1. What is Http Client
Http protocol, the Internet is full of common language, and Http Client , can be said that we need to get the most basic methods of data from the Internet world, it essentially is a the URL of to a page conversion process. With the basic Http client function, coupled with the rules and strategies we want, everything from content retrieval to data analysis can be achieved.

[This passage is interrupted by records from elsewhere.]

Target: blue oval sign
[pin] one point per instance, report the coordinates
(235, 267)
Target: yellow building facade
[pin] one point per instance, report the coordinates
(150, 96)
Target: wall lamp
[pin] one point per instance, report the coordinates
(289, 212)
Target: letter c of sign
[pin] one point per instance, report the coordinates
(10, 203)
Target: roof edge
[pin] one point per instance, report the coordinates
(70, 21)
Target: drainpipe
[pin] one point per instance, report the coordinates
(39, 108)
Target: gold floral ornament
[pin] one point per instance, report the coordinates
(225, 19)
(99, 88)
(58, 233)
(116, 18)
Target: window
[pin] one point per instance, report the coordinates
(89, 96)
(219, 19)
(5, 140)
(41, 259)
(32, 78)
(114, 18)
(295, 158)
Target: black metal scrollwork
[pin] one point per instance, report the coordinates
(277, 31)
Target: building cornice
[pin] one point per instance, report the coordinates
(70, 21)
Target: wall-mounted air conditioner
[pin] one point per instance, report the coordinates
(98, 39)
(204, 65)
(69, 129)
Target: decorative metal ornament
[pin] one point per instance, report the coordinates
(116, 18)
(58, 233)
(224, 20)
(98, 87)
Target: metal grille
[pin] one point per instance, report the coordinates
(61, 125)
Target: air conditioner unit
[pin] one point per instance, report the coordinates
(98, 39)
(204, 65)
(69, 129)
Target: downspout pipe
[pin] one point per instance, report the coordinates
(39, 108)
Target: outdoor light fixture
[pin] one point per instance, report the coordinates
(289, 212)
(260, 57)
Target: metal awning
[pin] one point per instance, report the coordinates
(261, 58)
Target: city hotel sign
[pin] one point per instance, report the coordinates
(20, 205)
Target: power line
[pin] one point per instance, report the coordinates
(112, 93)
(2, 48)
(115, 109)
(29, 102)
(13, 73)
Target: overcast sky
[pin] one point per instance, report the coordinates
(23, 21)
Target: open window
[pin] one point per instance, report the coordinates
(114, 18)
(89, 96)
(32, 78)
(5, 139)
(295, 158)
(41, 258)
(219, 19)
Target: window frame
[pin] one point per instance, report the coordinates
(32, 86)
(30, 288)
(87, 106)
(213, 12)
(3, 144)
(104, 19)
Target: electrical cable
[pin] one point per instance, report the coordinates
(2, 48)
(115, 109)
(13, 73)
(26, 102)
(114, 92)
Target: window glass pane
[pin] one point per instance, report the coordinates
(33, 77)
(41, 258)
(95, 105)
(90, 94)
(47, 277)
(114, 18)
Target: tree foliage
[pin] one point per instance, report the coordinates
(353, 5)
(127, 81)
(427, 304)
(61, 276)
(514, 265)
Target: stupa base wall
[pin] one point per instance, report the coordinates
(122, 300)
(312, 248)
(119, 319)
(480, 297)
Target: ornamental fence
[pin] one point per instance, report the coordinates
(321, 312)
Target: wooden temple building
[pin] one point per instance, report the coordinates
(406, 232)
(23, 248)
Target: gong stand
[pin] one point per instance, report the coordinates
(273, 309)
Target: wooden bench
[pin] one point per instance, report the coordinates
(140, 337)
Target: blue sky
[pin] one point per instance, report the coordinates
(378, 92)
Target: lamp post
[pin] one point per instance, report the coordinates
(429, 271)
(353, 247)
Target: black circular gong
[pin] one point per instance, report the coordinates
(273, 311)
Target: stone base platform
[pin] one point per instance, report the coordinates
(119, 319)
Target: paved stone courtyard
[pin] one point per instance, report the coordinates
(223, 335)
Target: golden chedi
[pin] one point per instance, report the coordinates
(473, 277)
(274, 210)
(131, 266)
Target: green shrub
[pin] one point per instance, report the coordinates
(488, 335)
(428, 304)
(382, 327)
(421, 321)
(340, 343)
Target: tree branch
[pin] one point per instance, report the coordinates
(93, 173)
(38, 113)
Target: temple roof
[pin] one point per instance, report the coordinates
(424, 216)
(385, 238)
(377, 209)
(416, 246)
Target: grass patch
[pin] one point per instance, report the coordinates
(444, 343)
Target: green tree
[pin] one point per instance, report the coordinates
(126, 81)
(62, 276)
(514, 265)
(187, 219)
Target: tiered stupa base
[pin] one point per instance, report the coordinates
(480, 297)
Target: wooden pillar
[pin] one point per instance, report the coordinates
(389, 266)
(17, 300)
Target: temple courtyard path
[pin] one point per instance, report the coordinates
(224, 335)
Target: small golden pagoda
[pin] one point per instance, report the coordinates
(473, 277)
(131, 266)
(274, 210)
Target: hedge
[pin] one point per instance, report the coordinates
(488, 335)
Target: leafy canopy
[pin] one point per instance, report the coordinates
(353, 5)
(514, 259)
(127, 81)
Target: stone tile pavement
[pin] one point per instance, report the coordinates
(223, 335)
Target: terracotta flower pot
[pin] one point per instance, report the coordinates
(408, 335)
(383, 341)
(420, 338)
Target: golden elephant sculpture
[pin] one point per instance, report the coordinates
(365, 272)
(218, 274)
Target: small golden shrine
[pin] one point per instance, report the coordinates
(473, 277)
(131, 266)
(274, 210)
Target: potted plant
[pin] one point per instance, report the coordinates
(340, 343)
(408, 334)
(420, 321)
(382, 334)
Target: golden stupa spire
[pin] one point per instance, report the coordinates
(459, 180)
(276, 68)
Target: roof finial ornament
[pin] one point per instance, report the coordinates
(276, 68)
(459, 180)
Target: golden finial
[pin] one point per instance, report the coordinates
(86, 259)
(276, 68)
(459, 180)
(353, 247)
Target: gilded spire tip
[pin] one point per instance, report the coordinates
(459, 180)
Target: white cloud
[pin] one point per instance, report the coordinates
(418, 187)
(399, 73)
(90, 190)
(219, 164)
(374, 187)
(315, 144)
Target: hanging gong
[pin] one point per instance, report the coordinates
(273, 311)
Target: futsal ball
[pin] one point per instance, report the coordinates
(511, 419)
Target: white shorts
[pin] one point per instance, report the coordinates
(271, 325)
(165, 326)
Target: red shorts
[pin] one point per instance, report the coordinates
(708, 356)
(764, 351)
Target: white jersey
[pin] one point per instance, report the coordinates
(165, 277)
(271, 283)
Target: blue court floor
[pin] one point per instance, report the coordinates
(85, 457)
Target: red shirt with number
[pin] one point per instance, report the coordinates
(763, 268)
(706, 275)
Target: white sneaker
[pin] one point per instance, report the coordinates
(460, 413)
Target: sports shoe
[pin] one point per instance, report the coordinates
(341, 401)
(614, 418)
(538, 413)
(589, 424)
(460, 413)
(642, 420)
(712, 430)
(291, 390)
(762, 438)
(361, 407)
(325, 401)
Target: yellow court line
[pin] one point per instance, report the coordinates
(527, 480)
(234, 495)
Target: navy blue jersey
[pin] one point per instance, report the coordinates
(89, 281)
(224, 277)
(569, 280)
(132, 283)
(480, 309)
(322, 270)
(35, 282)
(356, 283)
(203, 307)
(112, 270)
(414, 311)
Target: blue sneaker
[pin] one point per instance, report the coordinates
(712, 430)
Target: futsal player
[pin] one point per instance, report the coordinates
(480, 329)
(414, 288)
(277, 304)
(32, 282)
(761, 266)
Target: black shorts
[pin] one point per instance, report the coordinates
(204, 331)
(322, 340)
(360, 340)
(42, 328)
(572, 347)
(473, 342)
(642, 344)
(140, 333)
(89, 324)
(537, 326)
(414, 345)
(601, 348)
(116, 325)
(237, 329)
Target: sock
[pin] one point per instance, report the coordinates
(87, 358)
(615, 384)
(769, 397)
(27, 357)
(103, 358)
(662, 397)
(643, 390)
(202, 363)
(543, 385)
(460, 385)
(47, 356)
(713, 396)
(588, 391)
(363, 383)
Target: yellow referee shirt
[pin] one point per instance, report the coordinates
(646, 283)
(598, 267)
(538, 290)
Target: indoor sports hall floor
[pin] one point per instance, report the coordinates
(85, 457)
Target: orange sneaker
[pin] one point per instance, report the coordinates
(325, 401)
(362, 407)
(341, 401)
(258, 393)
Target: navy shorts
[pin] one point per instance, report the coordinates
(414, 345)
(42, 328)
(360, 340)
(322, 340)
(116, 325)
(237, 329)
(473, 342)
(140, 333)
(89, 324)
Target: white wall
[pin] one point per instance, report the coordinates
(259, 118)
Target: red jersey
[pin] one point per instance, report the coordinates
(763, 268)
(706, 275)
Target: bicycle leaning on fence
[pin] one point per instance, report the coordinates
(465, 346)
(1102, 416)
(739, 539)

Following the last introduction, Workflow can 10 lines of C++ code to implement a high-performance Http server . It is also very simple to continue to implement a high-performance Http client in C++ today!
// [http_client.cc]
#include "stdio.h"
#include "workflow/HttpMessage.h"
#include "workflow/WFTaskFactory.h"
int main (int argc, char *argv[])
{
const char *url = "https://github.com/sogou/workflow";
WFHttpTask *task = WFTaskFactory::create_http_task (url, 2, 3,
[](WFHttpTask * task) {
fprintf(stderr, "%s %s %s\r\n",
task->get_resp()->get_http_version(),
task->get_resp()->get_status_code(),
task->get_resp()->get_reason_phrase());
});
task->start();
getchar(); // press "Enter" to end.
return 0;
}
As long as Workflow is installed, the above code can be compiled into a simple http_client with the following command:
g++ -o http_client http_client.cc --std=c++11 -lworkflow -lssl -lcrypto -lpthread
According to the Http protocol, if we execute this executable program ./http_client
, we will get the following:
HTTP/1.1 200 OK
In the same way, we can also get other Http headers and Http bodies returned through other APIs, and everything is in this WFHttpTask
. And because Workflow is an asynchronous scheduling framework, after this task is issued, it will not block the current thread, plus the internal connection multiplexing, which fundamentally guarantees the high performance Http Client
Next, I will explain the principle in detail~
2. The request process
1. Create Http task
As you can see from the above demo, the request is realized by initiating an Workflow . The interface for creating a task is as follows:
WFHttpTask *create_http_task(const std::string& url,
int redirect_max, int retry_max,
http_callback_t callback);
The first parameter is the URL we want to request. Correspondingly, in the initial example, our redirect number redirect_max is 2 times, and the number of 1612606a0b5dc5 is 3 times. The fourth parameter is a callback function. In the example, we used a lambda. Since Workflow are asynchronous, we will passively notify us of the result of processing, and the callback function will be called when the result comes back. , The format is as follows:
using http_callback_t = std::function<void (WFHttpTask *)>;
2. Fill in the header and send it out
Our network interaction is nothing more than request-reply , which corresponds to Http Client . After we create the task, we have some opportunities to process the request in the header protocol, which is filled in the header of the Http Client 1612606a0b5e3d. For protocol-related things, for example, we can specify the long connection that we want to establish Http through Connection to save the time for establishing the connection next time, then we can set Connection to Keep-Alive . Examples are as follows:
protocol::HttpRequest *req = task->get_req();
req->add_header_pair("Connection", "Keep-Alive");
task->start();
Finally, we will set the requested task and send it task->start();
In the first http_client.cc
example, there is a getchar();
statement, because our asynchronous task is non-blocking after it is sent, and the current thread will exit without temporarily stopping, and we want to wait until the callback function comes back, so we can use a variety of pauses Way.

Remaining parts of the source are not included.